Air pollution is the biggest environmental factor impacting the health of people worldwide contributing significantly to mortality. This study has been conducted to investigate the strategies of air pollution policies suggested by multilateral organisations to mitigate the adverse impact of air pollution on populations' health. This study was a qualitative document analysis of health policies and strategies related to air pollution.

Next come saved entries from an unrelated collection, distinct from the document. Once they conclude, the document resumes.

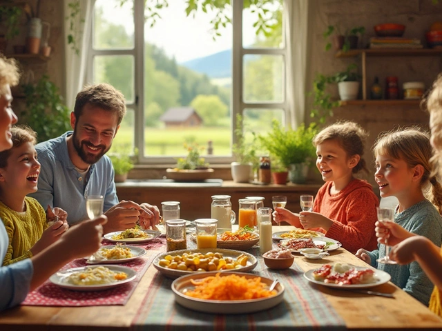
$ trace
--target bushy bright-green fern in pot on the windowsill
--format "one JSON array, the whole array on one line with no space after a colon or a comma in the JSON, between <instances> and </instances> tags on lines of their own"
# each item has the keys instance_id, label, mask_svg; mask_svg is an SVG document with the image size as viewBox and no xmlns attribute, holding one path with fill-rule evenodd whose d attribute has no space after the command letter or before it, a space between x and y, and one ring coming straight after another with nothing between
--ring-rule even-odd
<instances>
[{"instance_id":1,"label":"bushy bright-green fern in pot on the windowsill","mask_svg":"<svg viewBox=\"0 0 442 331\"><path fill-rule=\"evenodd\" d=\"M301 183L305 181L307 176L309 161L316 154L316 149L311 141L317 133L316 123L311 123L308 127L302 123L296 130L285 130L278 121L273 120L271 131L267 135L260 135L258 139L262 147L276 157L282 167L286 170L289 169L291 181ZM296 170L298 168L301 170ZM303 174L303 177L300 177L299 174L291 174L294 171Z\"/></svg>"}]
</instances>

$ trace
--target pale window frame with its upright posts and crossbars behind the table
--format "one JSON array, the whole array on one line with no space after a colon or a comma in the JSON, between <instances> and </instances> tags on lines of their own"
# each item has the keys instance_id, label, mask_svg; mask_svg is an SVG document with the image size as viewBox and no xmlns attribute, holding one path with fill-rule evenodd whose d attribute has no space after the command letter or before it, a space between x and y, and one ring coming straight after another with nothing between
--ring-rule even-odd
<instances>
[{"instance_id":1,"label":"pale window frame with its upright posts and crossbars behind the table","mask_svg":"<svg viewBox=\"0 0 442 331\"><path fill-rule=\"evenodd\" d=\"M95 4L95 0L94 4ZM93 42L90 43L90 51L88 52L87 74L86 82L93 81L93 61L96 56L100 55L132 55L134 57L135 72L134 72L134 101L133 103L126 103L127 108L134 111L135 128L134 128L134 144L138 148L138 159L140 164L175 164L175 157L152 157L144 155L144 0L134 1L134 48L125 50L95 50L93 49ZM244 109L282 109L287 118L289 111L289 104L287 102L287 79L285 74L287 72L287 43L284 42L282 48L244 48L242 46L242 8L243 0L231 0L233 19L232 19L232 94L231 94L231 134L233 143L236 142L234 132L236 130L236 115L244 114ZM90 15L93 19L94 15ZM283 14L283 23L287 19L287 14ZM94 27L94 26L93 26ZM282 28L282 31L285 31ZM90 39L93 40L93 28L90 29ZM284 100L282 102L245 102L243 97L243 58L248 54L258 55L281 55L284 62L285 72L283 72L283 89ZM85 83L86 83L85 82ZM282 123L285 126L285 123ZM198 130L198 129L195 129ZM233 155L229 157L206 157L207 161L212 164L230 163L235 161Z\"/></svg>"}]
</instances>

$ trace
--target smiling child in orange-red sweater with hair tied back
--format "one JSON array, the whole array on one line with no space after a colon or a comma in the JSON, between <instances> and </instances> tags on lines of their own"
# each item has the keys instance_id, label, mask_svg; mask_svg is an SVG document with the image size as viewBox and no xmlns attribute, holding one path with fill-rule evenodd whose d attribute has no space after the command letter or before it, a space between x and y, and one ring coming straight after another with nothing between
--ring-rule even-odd
<instances>
[{"instance_id":1,"label":"smiling child in orange-red sweater with hair tied back","mask_svg":"<svg viewBox=\"0 0 442 331\"><path fill-rule=\"evenodd\" d=\"M314 137L316 167L325 184L319 189L311 212L300 217L285 208L276 208L276 222L287 221L297 228L318 229L336 239L343 248L356 253L358 248L377 247L374 223L378 197L372 185L354 174L365 170L364 140L366 132L354 122L335 123Z\"/></svg>"}]
</instances>

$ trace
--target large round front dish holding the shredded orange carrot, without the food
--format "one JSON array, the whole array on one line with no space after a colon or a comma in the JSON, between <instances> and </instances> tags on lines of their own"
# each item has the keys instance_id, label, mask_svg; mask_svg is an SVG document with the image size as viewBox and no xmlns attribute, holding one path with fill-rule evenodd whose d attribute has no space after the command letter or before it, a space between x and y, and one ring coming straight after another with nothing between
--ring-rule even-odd
<instances>
[{"instance_id":1,"label":"large round front dish holding the shredded orange carrot, without the food","mask_svg":"<svg viewBox=\"0 0 442 331\"><path fill-rule=\"evenodd\" d=\"M284 285L278 283L275 290L278 292L276 296L251 299L251 300L235 300L235 301L221 301L221 300L205 300L189 297L182 293L183 290L193 288L191 279L202 279L209 276L214 276L218 272L199 272L198 274L190 274L187 276L175 279L172 283L173 294L175 294L175 301L180 305L189 308L191 310L197 310L198 312L210 312L213 314L249 314L251 312L260 312L261 310L267 310L278 303L281 303L284 299ZM258 277L255 274L244 274L242 272L222 272L222 276L229 274L238 274L238 276L244 276L248 278ZM271 285L272 279L261 277L261 281L267 285Z\"/></svg>"}]
</instances>

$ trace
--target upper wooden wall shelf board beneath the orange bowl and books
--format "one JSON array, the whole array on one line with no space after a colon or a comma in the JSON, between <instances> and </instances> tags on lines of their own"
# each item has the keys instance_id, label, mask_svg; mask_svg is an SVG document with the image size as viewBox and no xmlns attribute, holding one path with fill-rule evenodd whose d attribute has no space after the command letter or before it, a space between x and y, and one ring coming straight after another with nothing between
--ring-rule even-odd
<instances>
[{"instance_id":1,"label":"upper wooden wall shelf board beneath the orange bowl and books","mask_svg":"<svg viewBox=\"0 0 442 331\"><path fill-rule=\"evenodd\" d=\"M430 57L442 55L442 48L367 48L342 50L336 52L335 57L358 57L365 54L367 57Z\"/></svg>"}]
</instances>

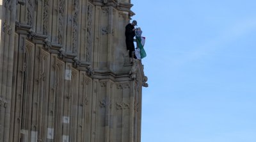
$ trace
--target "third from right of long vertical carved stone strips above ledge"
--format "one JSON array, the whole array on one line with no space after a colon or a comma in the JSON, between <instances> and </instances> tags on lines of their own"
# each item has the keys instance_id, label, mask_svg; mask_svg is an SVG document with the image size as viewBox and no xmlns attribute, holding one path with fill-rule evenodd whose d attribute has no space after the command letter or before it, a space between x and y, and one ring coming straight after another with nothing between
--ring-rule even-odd
<instances>
[{"instance_id":1,"label":"third from right of long vertical carved stone strips above ledge","mask_svg":"<svg viewBox=\"0 0 256 142\"><path fill-rule=\"evenodd\" d=\"M63 19L64 19L64 8L65 8L65 0L59 0L59 9L58 9L58 43L62 43L63 36Z\"/></svg>"}]
</instances>

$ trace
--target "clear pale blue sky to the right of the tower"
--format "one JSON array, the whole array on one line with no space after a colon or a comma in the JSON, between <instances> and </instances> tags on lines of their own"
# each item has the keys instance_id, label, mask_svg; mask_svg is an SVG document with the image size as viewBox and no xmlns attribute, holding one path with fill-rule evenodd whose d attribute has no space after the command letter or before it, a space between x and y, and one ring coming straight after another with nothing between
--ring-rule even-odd
<instances>
[{"instance_id":1,"label":"clear pale blue sky to the right of the tower","mask_svg":"<svg viewBox=\"0 0 256 142\"><path fill-rule=\"evenodd\" d=\"M142 142L256 142L256 1L132 0Z\"/></svg>"}]
</instances>

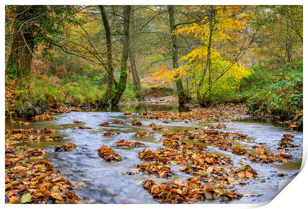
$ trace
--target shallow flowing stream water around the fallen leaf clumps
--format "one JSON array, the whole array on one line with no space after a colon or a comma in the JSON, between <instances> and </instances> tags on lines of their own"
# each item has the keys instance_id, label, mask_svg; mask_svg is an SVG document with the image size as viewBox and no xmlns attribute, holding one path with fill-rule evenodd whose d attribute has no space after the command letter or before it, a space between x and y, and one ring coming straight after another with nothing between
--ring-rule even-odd
<instances>
[{"instance_id":1,"label":"shallow flowing stream water around the fallen leaf clumps","mask_svg":"<svg viewBox=\"0 0 308 209\"><path fill-rule=\"evenodd\" d=\"M75 185L75 191L78 196L82 197L80 203L107 203L107 204L155 204L157 203L153 197L143 188L142 182L149 179L148 175L127 175L125 172L131 171L136 164L141 163L138 152L143 149L151 149L155 151L157 147L161 147L159 141L164 132L177 132L184 130L193 130L194 128L204 128L210 124L217 122L202 123L184 123L170 122L161 123L160 120L145 119L139 116L123 115L125 111L143 112L143 111L179 111L175 104L134 104L121 106L119 109L112 111L93 111L93 112L71 112L57 114L56 120L30 121L31 124L22 128L42 129L50 127L56 129L56 133L47 135L62 135L63 140L59 141L32 141L23 142L18 145L27 145L30 147L43 148L48 152L45 159L54 164L54 169L59 170L63 176L69 179ZM187 109L186 109L187 110ZM180 109L185 111L185 109ZM129 123L133 119L142 122L142 126L132 126ZM84 121L85 123L74 124L73 119ZM114 119L122 120L124 124L112 124ZM98 124L108 121L110 126L101 127ZM162 125L169 130L155 131L156 134L147 137L135 136L137 131L152 131L149 124L155 123ZM294 135L294 143L299 145L296 148L290 148L287 151L293 155L288 163L271 163L260 164L247 161L246 156L234 155L229 151L222 151L215 147L209 147L209 152L217 155L230 156L234 164L240 161L247 161L253 169L258 173L257 179L250 180L245 186L236 186L232 189L237 190L241 194L253 194L250 197L242 197L239 200L233 200L230 203L262 203L273 199L278 190L279 181L289 179L298 174L302 163L303 153L303 132L290 131L288 127L279 123L274 123L269 119L255 119L248 117L245 119L224 122L228 126L223 131L234 131L247 134L248 140L240 142L237 146L241 146L251 153L253 145L266 145L272 153L279 153L277 150L279 140L285 133ZM72 129L74 127L85 125L93 129ZM21 128L19 125L5 123L5 128ZM120 134L114 136L104 136L106 130L118 131ZM131 141L140 141L145 143L145 147L140 148L117 148L114 142L119 139ZM54 152L55 146L73 142L77 145L77 149L71 152ZM185 141L187 143L196 143ZM238 142L235 142L238 143ZM98 157L97 149L105 144L114 149L123 157L121 162L105 162ZM238 164L239 165L239 164ZM178 165L171 165L172 170L180 168ZM284 177L278 177L278 173L287 174ZM190 177L181 171L175 172L175 176L170 180L184 180ZM155 179L154 181L162 182L166 179ZM205 201L201 203L221 203L219 201Z\"/></svg>"}]
</instances>

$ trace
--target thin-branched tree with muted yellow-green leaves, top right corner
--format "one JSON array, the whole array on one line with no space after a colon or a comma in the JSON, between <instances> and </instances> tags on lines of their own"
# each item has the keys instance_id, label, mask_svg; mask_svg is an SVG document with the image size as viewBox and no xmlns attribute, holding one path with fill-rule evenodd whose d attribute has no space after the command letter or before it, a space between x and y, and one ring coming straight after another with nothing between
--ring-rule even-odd
<instances>
[{"instance_id":1,"label":"thin-branched tree with muted yellow-green leaves, top right corner","mask_svg":"<svg viewBox=\"0 0 308 209\"><path fill-rule=\"evenodd\" d=\"M303 59L303 6L262 5L253 8L262 36L256 48L257 62L273 68ZM264 58L263 58L264 57Z\"/></svg>"}]
</instances>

For this purpose, READ's 4-step approach (Ready material, Extract findings, Analyse data and Distil findings) was used. This approach entails systematic method for collating documents and extracting information from them. This was done with respect to air pollution and health policy studies at global, national and local levels. After extraction of related documents, the content analysis of the obtained documents was done. Cumulatively 12 documents were considered for analysis. In toto, 810 codes, 27 subcategories and 9 categories were extracted by content analysis. The categories included strategies for emission reduction, strategies for exposure reduction, strategies for education & communication, strategies for high-risk groups, strategies for research, strategies for capacity building, strategies for policymaking, implementation and enforcement, strategies for collaboration and coordination, and strategies for evaluation. Mitigating health impacts of air pollution needs to go beyond emission reduction at the sources of pollution. They could encompass comprehensive and holistic measures addressed to population affected by pollution. Health sector strengthening, policy advocacy by health sector, health sector awareness, policy enforcement and implementation through cross sectoral and geographical collaboration and coordination also needs to be the focus for improving the health of the population.